The Court of Appeal sitting in Abuja recently dismissed the appeal filed by Sunshine Chemical Development Company Limited against the Standards Organisation of Nigeria (SON) claiming that SON had acted in bad faith in rejecting the company’s application to import sugar unfortified with Vitamin A.

Dissatisfied with the ruling of Justice B. F. M. Nyako of the Federal High Court, Abuja that SON had merely acted pursuant to the lawful directives of its supervising Ministry and in accordance with the Vitamin-A Food Fortification Regulations of 2005, in denying the application of the said to import sugar unfortified with Vitamin A into the country. Sunshine Chemical Development Company Limited had gone to the Court of Appeal seeking to overturn the judgment.

The appellate court, in a decision by a 3-man panel of Justices led by Justice Biobele Abraham Georgewil, held that SON acted neither in bad faith nor outside the scope and limits of its powers under the enabling statute, regulations and directives from its supervisory Ministry.

The Court of Appeal also held that the company’s cause of action was undoubtedly and irredeemably statute barred by the virtue and operations of the provisions of Section 2(a) of the Public Officers Protection Act, LFN 2004. The case was dismissed for being statute barred.

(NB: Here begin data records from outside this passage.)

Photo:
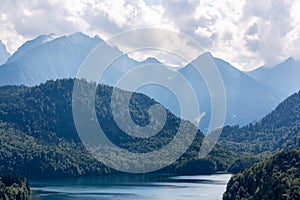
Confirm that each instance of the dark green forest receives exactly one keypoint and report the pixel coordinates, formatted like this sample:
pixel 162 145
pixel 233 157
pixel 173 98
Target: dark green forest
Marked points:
pixel 14 187
pixel 274 178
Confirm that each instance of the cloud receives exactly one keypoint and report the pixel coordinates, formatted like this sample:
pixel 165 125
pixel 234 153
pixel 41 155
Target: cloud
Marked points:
pixel 246 33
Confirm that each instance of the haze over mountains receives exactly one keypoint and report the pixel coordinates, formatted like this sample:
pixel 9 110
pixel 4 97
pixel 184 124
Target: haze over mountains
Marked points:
pixel 283 77
pixel 4 55
pixel 248 97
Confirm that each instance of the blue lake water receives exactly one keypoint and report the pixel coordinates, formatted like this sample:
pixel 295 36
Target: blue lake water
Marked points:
pixel 210 187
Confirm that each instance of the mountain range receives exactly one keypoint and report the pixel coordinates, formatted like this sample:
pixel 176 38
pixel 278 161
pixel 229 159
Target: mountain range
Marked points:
pixel 48 57
pixel 283 77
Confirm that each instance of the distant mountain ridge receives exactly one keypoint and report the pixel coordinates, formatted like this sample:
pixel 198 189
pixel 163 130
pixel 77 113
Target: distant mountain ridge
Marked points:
pixel 48 57
pixel 283 77
pixel 4 55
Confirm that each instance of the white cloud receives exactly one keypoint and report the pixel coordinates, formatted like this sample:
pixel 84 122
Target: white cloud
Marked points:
pixel 246 33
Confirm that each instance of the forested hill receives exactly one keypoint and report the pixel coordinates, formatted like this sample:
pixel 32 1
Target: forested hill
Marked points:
pixel 275 178
pixel 277 131
pixel 38 136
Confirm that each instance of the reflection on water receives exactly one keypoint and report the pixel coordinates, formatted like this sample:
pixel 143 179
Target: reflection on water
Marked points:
pixel 132 187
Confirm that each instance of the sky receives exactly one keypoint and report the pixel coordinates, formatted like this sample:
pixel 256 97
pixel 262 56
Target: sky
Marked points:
pixel 246 33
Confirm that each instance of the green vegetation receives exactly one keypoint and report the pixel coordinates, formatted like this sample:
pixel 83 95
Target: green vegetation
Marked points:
pixel 38 138
pixel 279 130
pixel 14 187
pixel 274 178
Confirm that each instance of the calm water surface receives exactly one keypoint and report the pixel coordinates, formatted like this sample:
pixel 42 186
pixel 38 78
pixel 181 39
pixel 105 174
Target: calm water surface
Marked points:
pixel 142 187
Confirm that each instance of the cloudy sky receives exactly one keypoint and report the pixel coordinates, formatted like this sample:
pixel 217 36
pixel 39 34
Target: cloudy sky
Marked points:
pixel 247 33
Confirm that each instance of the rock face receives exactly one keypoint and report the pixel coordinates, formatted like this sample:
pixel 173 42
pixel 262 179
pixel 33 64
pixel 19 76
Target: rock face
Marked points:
pixel 14 187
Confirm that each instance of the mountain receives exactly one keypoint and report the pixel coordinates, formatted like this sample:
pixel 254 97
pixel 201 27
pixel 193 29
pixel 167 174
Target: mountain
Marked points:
pixel 14 187
pixel 283 77
pixel 48 57
pixel 279 130
pixel 38 138
pixel 4 55
pixel 247 99
pixel 275 178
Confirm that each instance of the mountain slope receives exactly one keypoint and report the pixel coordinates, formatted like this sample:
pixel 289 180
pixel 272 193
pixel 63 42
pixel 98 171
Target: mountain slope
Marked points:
pixel 247 99
pixel 38 136
pixel 278 130
pixel 275 178
pixel 4 55
pixel 283 77
pixel 48 57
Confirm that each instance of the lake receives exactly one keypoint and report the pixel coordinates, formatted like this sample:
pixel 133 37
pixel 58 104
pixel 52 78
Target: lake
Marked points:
pixel 208 187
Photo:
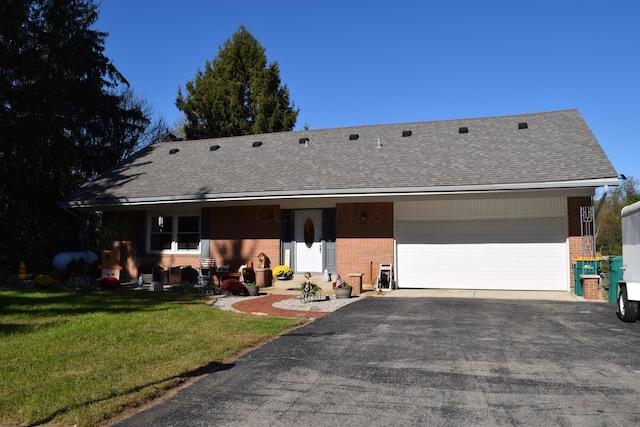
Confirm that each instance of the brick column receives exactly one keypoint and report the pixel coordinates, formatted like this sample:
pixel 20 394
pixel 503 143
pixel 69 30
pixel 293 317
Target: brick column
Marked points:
pixel 590 286
pixel 356 283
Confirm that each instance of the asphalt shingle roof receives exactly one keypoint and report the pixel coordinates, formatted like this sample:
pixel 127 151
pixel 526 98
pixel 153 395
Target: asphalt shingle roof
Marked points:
pixel 556 147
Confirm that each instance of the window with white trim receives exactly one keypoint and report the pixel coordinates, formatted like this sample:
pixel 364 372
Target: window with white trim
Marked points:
pixel 174 233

The spokesperson of the Standards Organisation of Nigeria, Mrs. Foluso Bolaji, explained that by virtue of the provisions of the Vitamin A Food Fortification Regulations of 2005, importation of sugar not fortified with Vitamin A without the leave of the Minister of Industry, Trade and Investment is prohibited.

According to Mrs. Bolaji, in 2005, Sunshine Chemical Development Company Limited applied for an approval from the Standards Organisation of Nigeria for the importation of 7,500 metric tonnes of sugar unfortified with Vitamin A.